From power outages and fires to active shooters, a range of potential emergencies can threaten the assets, occupants and operations of institutional and commercial buildings. For maintenance and engineering managers, participating in the process of emergency preparation and planning in their organization involves taking a hard look at the way key facility systems — including HVAC, electrical, access control, and plumbing — both are impacted by the emergency itself and are key elements in helping facilities return to their normal operations.

Now, managers in many organization are beginning the process of hardening their facilities against an existing set of threats that look to be growing in size, scope and potential impact — natural disasters caused by climate change.

The latest organization to undertake this process is the U.S. General Services Administration (GSA), which owns and manages the federal government’s stock of buildings and properties.
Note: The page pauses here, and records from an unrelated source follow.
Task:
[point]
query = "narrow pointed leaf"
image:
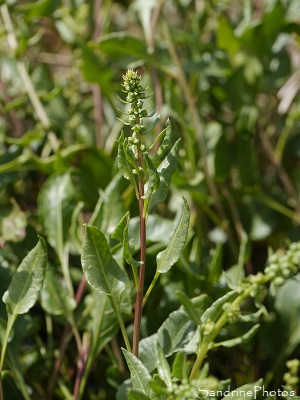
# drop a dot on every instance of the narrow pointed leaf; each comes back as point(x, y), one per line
point(123, 164)
point(153, 177)
point(121, 234)
point(165, 145)
point(136, 395)
point(99, 267)
point(27, 281)
point(189, 307)
point(140, 376)
point(119, 231)
point(239, 340)
point(163, 367)
point(154, 124)
point(216, 309)
point(57, 200)
point(179, 367)
point(168, 257)
point(165, 170)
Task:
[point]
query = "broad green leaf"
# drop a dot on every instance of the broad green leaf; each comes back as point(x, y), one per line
point(27, 281)
point(55, 300)
point(140, 376)
point(175, 332)
point(100, 268)
point(173, 335)
point(216, 309)
point(168, 257)
point(239, 340)
point(153, 177)
point(250, 391)
point(165, 170)
point(109, 209)
point(163, 367)
point(56, 203)
point(193, 311)
point(120, 43)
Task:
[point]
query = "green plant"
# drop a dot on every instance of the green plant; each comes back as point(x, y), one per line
point(151, 179)
point(226, 74)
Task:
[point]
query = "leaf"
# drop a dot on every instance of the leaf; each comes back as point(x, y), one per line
point(56, 203)
point(163, 367)
point(109, 209)
point(27, 281)
point(13, 225)
point(165, 170)
point(136, 395)
point(121, 234)
point(119, 231)
point(55, 300)
point(153, 177)
point(165, 145)
point(246, 392)
point(179, 366)
point(216, 309)
point(123, 163)
point(120, 43)
point(239, 340)
point(289, 294)
point(99, 267)
point(175, 332)
point(140, 376)
point(190, 308)
point(235, 273)
point(168, 257)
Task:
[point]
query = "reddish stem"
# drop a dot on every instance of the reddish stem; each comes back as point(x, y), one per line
point(139, 294)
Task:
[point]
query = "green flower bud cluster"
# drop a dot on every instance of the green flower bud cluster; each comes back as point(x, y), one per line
point(233, 312)
point(208, 327)
point(291, 378)
point(281, 267)
point(135, 93)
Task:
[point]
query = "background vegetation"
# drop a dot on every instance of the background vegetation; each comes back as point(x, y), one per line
point(226, 73)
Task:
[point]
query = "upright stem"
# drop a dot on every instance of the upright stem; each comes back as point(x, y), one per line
point(139, 294)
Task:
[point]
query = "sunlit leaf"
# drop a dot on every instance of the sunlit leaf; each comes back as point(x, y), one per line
point(27, 281)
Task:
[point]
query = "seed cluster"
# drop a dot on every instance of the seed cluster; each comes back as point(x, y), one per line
point(135, 93)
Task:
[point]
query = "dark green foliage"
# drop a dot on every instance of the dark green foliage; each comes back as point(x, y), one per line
point(221, 279)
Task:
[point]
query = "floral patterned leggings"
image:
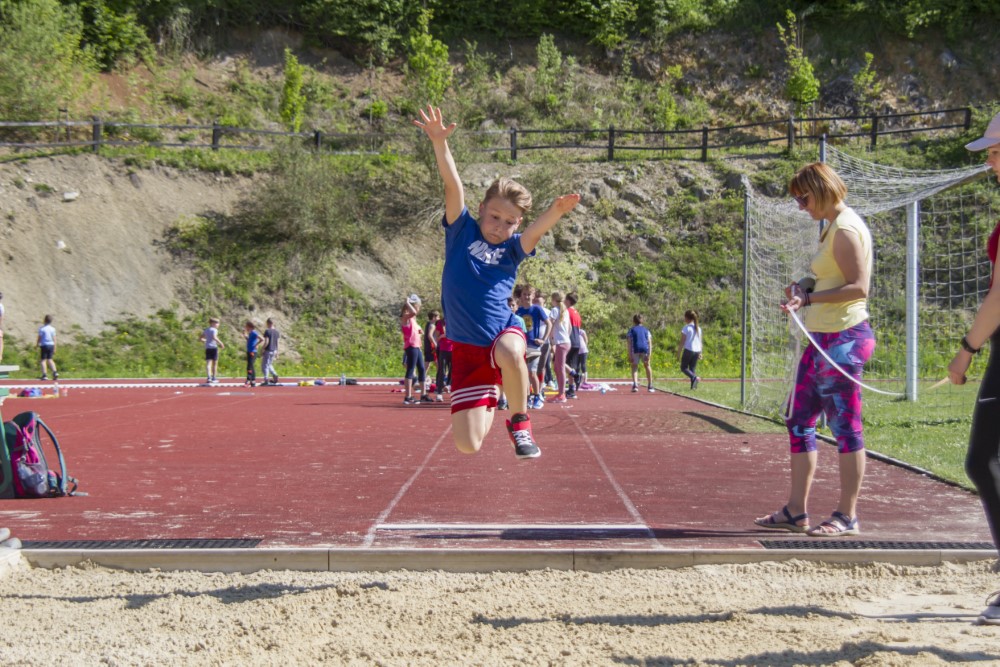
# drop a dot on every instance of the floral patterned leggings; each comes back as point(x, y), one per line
point(821, 388)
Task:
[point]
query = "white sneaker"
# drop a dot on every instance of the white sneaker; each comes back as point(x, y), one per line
point(991, 615)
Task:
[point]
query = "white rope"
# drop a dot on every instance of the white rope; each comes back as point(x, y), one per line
point(795, 318)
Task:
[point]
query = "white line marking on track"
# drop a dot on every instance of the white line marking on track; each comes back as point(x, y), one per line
point(370, 535)
point(614, 483)
point(592, 527)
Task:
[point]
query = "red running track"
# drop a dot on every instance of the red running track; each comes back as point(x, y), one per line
point(353, 467)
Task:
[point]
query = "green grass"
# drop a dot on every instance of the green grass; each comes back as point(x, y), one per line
point(931, 434)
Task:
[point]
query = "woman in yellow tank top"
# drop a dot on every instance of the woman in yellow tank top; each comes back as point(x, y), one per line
point(836, 314)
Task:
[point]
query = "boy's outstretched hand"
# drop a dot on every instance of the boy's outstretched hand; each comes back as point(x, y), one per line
point(566, 203)
point(432, 123)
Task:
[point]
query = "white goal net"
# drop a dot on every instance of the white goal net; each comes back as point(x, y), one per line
point(931, 271)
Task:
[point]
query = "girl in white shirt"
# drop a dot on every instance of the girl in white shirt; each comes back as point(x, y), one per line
point(690, 347)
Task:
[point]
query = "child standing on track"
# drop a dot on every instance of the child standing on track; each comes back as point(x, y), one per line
point(47, 348)
point(690, 347)
point(640, 347)
point(253, 342)
point(480, 268)
point(413, 356)
point(270, 353)
point(210, 337)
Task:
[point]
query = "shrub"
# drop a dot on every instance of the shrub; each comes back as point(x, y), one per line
point(293, 102)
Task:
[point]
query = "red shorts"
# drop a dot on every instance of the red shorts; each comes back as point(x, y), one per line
point(475, 375)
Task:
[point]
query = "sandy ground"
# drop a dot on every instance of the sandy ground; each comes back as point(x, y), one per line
point(794, 613)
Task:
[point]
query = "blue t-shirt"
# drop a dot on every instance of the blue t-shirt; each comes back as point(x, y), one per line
point(639, 335)
point(537, 315)
point(478, 278)
point(47, 335)
point(252, 339)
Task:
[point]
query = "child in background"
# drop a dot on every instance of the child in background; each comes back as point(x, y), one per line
point(640, 347)
point(413, 356)
point(581, 359)
point(210, 337)
point(536, 319)
point(253, 342)
point(444, 347)
point(47, 348)
point(430, 348)
point(270, 353)
point(560, 344)
point(480, 268)
point(690, 347)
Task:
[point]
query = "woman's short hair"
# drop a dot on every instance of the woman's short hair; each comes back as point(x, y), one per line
point(820, 182)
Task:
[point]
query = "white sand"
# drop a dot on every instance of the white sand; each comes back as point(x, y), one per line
point(775, 614)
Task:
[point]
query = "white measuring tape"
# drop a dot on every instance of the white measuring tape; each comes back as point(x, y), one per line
point(798, 321)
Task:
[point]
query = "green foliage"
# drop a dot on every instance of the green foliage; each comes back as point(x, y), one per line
point(802, 86)
point(369, 28)
point(42, 63)
point(614, 20)
point(866, 84)
point(114, 36)
point(293, 102)
point(428, 71)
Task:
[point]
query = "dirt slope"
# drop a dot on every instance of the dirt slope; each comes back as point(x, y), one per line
point(93, 256)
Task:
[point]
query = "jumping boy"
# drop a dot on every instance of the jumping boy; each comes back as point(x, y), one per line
point(480, 268)
point(210, 337)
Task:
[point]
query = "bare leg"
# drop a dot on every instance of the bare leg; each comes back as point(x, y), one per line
point(470, 428)
point(509, 355)
point(852, 472)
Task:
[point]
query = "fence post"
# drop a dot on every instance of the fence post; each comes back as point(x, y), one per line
point(98, 130)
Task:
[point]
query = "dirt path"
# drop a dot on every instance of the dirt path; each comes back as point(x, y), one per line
point(775, 614)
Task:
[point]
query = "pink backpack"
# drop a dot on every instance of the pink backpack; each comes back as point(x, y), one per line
point(24, 472)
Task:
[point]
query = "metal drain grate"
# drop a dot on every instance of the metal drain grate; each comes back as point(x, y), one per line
point(241, 543)
point(821, 543)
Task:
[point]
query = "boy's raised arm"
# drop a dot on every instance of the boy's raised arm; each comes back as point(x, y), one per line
point(543, 223)
point(432, 123)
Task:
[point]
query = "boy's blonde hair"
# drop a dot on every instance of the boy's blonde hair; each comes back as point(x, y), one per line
point(820, 182)
point(512, 191)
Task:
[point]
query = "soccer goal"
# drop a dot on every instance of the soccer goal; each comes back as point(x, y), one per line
point(929, 229)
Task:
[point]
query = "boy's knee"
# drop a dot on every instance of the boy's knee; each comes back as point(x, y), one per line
point(467, 446)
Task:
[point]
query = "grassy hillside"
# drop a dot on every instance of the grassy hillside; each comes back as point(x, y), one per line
point(329, 244)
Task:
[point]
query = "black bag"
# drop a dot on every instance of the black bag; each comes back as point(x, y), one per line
point(24, 472)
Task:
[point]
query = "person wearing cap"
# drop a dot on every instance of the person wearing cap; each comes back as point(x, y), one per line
point(982, 463)
point(413, 356)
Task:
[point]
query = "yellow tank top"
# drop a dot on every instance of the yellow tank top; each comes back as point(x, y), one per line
point(833, 317)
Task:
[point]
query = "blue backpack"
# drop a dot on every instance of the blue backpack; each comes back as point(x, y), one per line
point(24, 472)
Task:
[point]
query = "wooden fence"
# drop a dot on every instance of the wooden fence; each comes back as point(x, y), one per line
point(609, 143)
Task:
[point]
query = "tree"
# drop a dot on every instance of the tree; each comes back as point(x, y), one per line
point(427, 69)
point(293, 102)
point(802, 86)
point(42, 64)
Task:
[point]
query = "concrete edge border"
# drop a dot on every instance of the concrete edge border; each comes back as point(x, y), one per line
point(471, 560)
point(9, 559)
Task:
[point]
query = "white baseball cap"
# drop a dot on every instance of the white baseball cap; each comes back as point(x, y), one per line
point(991, 137)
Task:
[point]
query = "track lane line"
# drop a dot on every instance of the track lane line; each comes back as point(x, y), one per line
point(370, 535)
point(629, 506)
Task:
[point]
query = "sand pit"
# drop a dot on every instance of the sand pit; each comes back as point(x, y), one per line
point(791, 613)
The GSA is working to make its federal real estate portfolio as resilient as possible against natural disasters in the future, according to Federal News Radio.
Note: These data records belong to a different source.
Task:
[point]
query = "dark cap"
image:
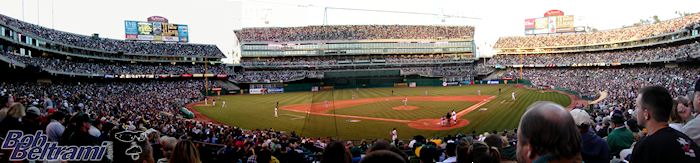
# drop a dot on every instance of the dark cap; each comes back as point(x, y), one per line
point(697, 85)
point(617, 117)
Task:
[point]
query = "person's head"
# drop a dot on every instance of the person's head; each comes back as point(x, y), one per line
point(167, 145)
point(481, 152)
point(654, 105)
point(463, 152)
point(336, 152)
point(696, 96)
point(264, 155)
point(617, 118)
point(547, 128)
point(17, 110)
point(80, 122)
point(382, 156)
point(428, 154)
point(6, 101)
point(451, 149)
point(58, 116)
point(681, 112)
point(582, 119)
point(186, 152)
point(494, 140)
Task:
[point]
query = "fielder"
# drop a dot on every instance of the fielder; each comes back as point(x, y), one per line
point(276, 106)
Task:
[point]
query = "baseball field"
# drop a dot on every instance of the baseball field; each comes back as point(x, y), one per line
point(367, 113)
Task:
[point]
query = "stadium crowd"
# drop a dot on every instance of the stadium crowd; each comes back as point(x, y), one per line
point(620, 84)
point(353, 32)
point(89, 113)
point(330, 60)
point(114, 68)
point(111, 45)
point(252, 76)
point(636, 55)
point(608, 36)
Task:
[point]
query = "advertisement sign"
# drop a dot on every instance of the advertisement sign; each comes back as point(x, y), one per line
point(552, 24)
point(553, 13)
point(131, 27)
point(157, 19)
point(145, 28)
point(156, 31)
point(541, 23)
point(183, 33)
point(565, 23)
point(255, 91)
point(529, 23)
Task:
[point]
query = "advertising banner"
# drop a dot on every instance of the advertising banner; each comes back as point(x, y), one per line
point(155, 31)
point(183, 33)
point(131, 27)
point(541, 23)
point(255, 91)
point(552, 24)
point(530, 23)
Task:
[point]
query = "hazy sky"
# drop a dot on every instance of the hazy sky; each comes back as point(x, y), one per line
point(213, 21)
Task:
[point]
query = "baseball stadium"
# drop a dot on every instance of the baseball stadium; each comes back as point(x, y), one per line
point(420, 83)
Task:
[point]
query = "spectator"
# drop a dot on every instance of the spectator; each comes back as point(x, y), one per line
point(692, 128)
point(55, 128)
point(662, 143)
point(547, 132)
point(450, 153)
point(167, 145)
point(12, 120)
point(336, 152)
point(185, 152)
point(77, 132)
point(681, 113)
point(480, 152)
point(620, 137)
point(593, 148)
point(463, 152)
point(382, 156)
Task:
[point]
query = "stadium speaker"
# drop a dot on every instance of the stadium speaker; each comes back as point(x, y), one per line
point(33, 68)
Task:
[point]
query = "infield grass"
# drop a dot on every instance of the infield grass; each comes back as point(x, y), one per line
point(256, 111)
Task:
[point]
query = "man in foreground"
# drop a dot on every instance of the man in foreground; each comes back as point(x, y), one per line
point(662, 144)
point(547, 133)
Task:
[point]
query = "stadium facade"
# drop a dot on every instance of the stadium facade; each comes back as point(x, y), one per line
point(357, 63)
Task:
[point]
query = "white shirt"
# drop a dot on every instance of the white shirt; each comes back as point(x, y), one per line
point(54, 130)
point(450, 160)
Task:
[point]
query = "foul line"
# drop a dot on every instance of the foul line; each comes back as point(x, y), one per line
point(474, 107)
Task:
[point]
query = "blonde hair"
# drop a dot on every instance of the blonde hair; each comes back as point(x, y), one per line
point(17, 110)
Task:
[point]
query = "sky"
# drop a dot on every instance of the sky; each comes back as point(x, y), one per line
point(213, 21)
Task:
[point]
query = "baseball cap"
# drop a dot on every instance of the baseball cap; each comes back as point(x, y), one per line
point(581, 117)
point(617, 117)
point(33, 110)
point(697, 85)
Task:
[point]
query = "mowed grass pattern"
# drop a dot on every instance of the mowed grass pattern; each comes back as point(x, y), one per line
point(256, 111)
point(383, 109)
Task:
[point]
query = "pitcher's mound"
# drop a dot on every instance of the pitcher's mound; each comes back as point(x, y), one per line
point(407, 107)
point(434, 124)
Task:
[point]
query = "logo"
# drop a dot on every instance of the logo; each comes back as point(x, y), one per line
point(686, 147)
point(37, 147)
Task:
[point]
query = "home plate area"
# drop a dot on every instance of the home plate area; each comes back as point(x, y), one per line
point(321, 109)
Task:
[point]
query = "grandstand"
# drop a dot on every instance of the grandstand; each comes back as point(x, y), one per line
point(318, 52)
point(331, 93)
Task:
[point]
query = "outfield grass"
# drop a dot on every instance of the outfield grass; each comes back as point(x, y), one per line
point(256, 111)
point(426, 109)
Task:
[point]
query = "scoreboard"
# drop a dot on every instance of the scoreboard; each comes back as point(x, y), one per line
point(156, 31)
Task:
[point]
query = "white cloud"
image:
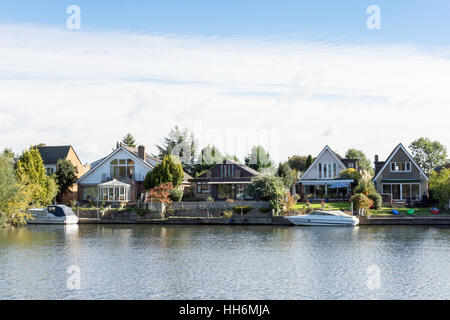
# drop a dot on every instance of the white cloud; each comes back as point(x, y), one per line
point(90, 88)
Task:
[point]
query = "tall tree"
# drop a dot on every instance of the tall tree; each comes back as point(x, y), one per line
point(428, 154)
point(258, 159)
point(66, 175)
point(170, 170)
point(297, 162)
point(182, 144)
point(129, 141)
point(31, 172)
point(363, 161)
point(14, 196)
point(309, 162)
point(208, 158)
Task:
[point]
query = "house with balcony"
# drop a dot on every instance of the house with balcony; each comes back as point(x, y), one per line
point(321, 180)
point(226, 180)
point(118, 177)
point(400, 176)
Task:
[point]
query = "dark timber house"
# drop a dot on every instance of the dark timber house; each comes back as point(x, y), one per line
point(228, 180)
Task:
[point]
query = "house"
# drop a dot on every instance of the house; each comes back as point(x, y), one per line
point(400, 176)
point(50, 156)
point(227, 180)
point(119, 177)
point(320, 180)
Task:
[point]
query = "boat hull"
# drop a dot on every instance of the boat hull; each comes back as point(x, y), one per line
point(323, 221)
point(51, 221)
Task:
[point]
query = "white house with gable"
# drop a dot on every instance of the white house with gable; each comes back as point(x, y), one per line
point(320, 180)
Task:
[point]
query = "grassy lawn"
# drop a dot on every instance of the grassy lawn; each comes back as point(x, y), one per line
point(385, 211)
point(328, 206)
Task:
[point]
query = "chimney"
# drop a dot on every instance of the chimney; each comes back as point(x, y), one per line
point(141, 152)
Read: The link between facility resilience and sustainability

As with many organizations, one major challenge for the GSA in this process is translating information on climate change and its potential impact into potentially huge investments in protecting and even relocation facilities, employees and operations.

“The biggest question for GSA often is, how do we look to integrate the latest actionable science to inform prudent federal investment, and to manage risk over the service life of the assets that are owned and operated by this agency,” says Ann Kosmal, a climate response architect at GSA.

Some challenges, she says, include incorporating cutting-edge developments in climate science into an agency such as the GSA, which builds and operates facilities with a 50- to 75-year timeline in mind at a minimum. Also, she says the federal government in the future could be held legally accountable for not making its federal real estate holdings more adaptable to climate change threats.

Read: One college’s savvy action on flooding preparation

Beyond the process of making facilities more resilient, the GSA is also looking at reducing its fossil fuel footprint by developing more net-zero facilities powered by renewable, zero-emission energy sources. Its NetZero Energy Challenge aims to have all federal buildings reduce their fossil fuel-generated energy use to zero by 2030.